J’ai passé mes journées sur ton canapé, mes livres sur la petite table chinoise du pied de ton lit, sur ta fenêtre et sur celle du cabinet. Je fais le désespoir d’Aly : il prétend que j’ai plus de cent volumes, que je ne lui rends rien ; cela est vrai, mais je ne l’écoute pas.

Toujours point de travail. La lecture à la mode est l’Évangile, Bossuet, Massillon, Fléchier, Bourdaloue, etc.

Pour moi, je ne lis ni l’Evangile, ni Bossuet, ni Massillon ; mais je prie Dieu de toute la force de mon âme qu’il me rende mon Albine et mes enfants. Votre souvenir est sans cesse présent à ma pensée et je suis comme absorbé par le besoin que j’ai de vous ; en toutes choses, tu manques à ma vie, je ne puis me passer de toi. Est-ce la solitude de Longwood ? Non, car je ne m’ennuie pas : c’est l’amour fortifié par l’habitude, et je puis dire qu’en me séparant de toi, on m’a privé de la moitié de moi-même. Je n’éprouve pas, comme dans nos précédentes séparations, ce mal aigu qui me portait à l’agitation et à l’exaltation ; je suis calme ; mon mal est profond ; tout mouvement m’est désagréable et je ne me trouve soulagé que dans l’inaction et la solitude.

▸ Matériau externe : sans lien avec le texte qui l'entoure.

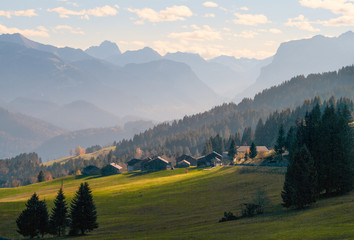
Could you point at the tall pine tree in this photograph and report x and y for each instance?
(83, 214)
(300, 184)
(59, 217)
(34, 219)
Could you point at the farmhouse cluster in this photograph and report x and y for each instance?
(158, 163)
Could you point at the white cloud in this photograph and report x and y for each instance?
(210, 4)
(70, 29)
(38, 31)
(250, 19)
(199, 34)
(175, 13)
(207, 50)
(246, 34)
(97, 12)
(301, 23)
(275, 30)
(345, 8)
(209, 15)
(20, 13)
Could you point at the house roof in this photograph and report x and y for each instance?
(116, 166)
(246, 148)
(185, 157)
(184, 161)
(159, 159)
(133, 161)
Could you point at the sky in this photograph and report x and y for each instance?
(240, 28)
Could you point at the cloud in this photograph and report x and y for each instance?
(70, 29)
(207, 50)
(345, 8)
(250, 19)
(170, 14)
(301, 23)
(39, 31)
(275, 30)
(210, 4)
(199, 34)
(97, 12)
(209, 15)
(20, 13)
(246, 34)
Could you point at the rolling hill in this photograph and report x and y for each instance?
(20, 133)
(176, 205)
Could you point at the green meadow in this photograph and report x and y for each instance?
(178, 205)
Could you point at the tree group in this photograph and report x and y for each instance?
(321, 156)
(35, 220)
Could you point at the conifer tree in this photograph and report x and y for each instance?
(34, 219)
(253, 150)
(83, 213)
(232, 150)
(280, 144)
(41, 177)
(300, 184)
(208, 147)
(59, 216)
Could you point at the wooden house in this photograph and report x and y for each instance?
(135, 164)
(183, 164)
(111, 169)
(155, 164)
(192, 160)
(91, 170)
(213, 159)
(244, 149)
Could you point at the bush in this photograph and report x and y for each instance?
(228, 216)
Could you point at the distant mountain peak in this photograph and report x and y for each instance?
(104, 50)
(348, 34)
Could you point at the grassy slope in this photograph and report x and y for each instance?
(176, 205)
(103, 151)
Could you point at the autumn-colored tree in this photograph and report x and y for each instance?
(79, 151)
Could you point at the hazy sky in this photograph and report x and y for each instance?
(252, 28)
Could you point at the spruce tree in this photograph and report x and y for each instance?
(34, 219)
(41, 177)
(300, 184)
(232, 150)
(280, 144)
(253, 150)
(208, 147)
(59, 216)
(83, 213)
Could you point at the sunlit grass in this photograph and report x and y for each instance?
(179, 205)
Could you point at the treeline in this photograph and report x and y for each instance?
(321, 156)
(175, 139)
(165, 140)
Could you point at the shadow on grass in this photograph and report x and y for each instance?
(88, 177)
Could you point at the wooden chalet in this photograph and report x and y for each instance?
(111, 169)
(192, 160)
(135, 164)
(213, 159)
(155, 164)
(244, 149)
(183, 164)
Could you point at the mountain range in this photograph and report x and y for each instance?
(65, 97)
(302, 57)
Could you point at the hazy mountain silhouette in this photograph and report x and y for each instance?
(104, 50)
(302, 57)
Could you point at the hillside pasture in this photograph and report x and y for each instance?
(179, 205)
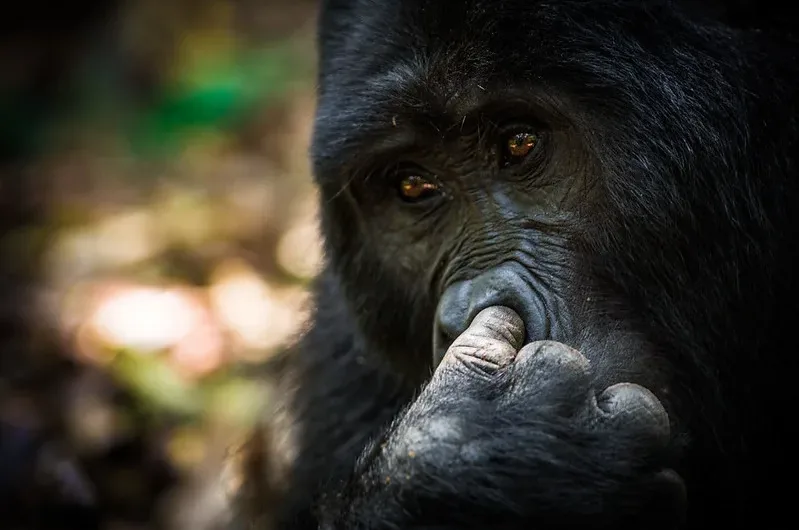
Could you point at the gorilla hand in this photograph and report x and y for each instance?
(468, 452)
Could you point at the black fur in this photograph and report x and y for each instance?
(675, 122)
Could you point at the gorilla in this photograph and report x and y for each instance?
(558, 292)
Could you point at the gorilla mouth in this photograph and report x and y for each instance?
(442, 342)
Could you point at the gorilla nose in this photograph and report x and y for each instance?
(462, 301)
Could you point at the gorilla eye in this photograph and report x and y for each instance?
(414, 188)
(520, 144)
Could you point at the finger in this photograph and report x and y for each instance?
(490, 342)
(633, 407)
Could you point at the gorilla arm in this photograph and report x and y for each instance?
(509, 438)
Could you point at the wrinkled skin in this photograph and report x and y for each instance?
(594, 334)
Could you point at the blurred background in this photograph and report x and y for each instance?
(158, 235)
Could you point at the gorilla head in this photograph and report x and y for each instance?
(593, 165)
(621, 174)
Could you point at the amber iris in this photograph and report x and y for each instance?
(416, 187)
(521, 144)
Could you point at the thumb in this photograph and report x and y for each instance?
(490, 343)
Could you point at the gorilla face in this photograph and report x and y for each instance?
(463, 166)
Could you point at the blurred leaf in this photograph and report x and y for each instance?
(215, 95)
(157, 383)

Bertrand continue à venir me voir régulièrement ; quant à sa femme, je ne l’ai pas vue depuis huit ou dix jours.

Adieu, mon Albine chérie ; soigne bien ta santé. Je calcule que tu es déjà arrivée ou du moins bien près de l’être ; tu auras donc six semaines à prendre les eaux de Cheltenham, si l’on te permet d’y aller.

J’espère un peu qu’avant l’hiver je serai près de toi. Je le désire si ardemment que je ne puis croire que mes vœux ne soient pas exaucés.

Embrasse bien mes pauvres enfants pour moi : Édouard[9], Tristan, Charles, Lili, Joséphine. Dis à ma Lili que son papa l’aime bien. À toi, tout à toi, pour la vie. Mille baisers.

M.

Bon et bien tendre souvenir à Yolande et à Edmond. Je n’ai pas besoin de te recommander de ne jamais répondre à tous mes commérages sur Longwood. Tu ne dois jamais oublier qu’on voudra lire tout ce que tu m’écriras.





  1. Banquier anglais dont le fils, Francis Baring, devenu troisième lord Ashburton, qui a longtemps résidé a Paris (place Vendôme, 19), épousa Mlle Claire de Bassano. Leur fille, Marie Baring, a épousé le sixième duc de Grafton. — Du C.
  2. Sa fille Napoléone, née en 1816.
  3. Femme de chambre de Mme de Montholon.
  4. Sur un bâtiment retournant de la Chine en Angleterre.
  5. Au commencement de l’année 1819, Fouché écrivit des lettres, rendues publiques, au comte Mole, au duc de Richelieu, à M. Dessoles, chef du nouveau Cabinet, au comte de Sceaux, a. Gaillard. Voir Fouché, par M. Madelin, t. II, p. 524. Plon, 1901.
  6. On sait que le général Bertrand eut cinq enfants : quatre fils, Napoléon, Henri, Arthur, Alexandre, et Hortense, qui devint Mme Thayer.
  7. Serviteurs de l’Empereur.
  8. L’amiral ou son frère, dont on avait parlé comme devant remplacer sir Hudson Lowe ; ce bruit avait couru à Sainte-Hélène. — Du C.
  9. Édouard Roger, son beau-fils, qui était déjà âgé de quinze ans et demi (comte Roger, du Nord). — Du C.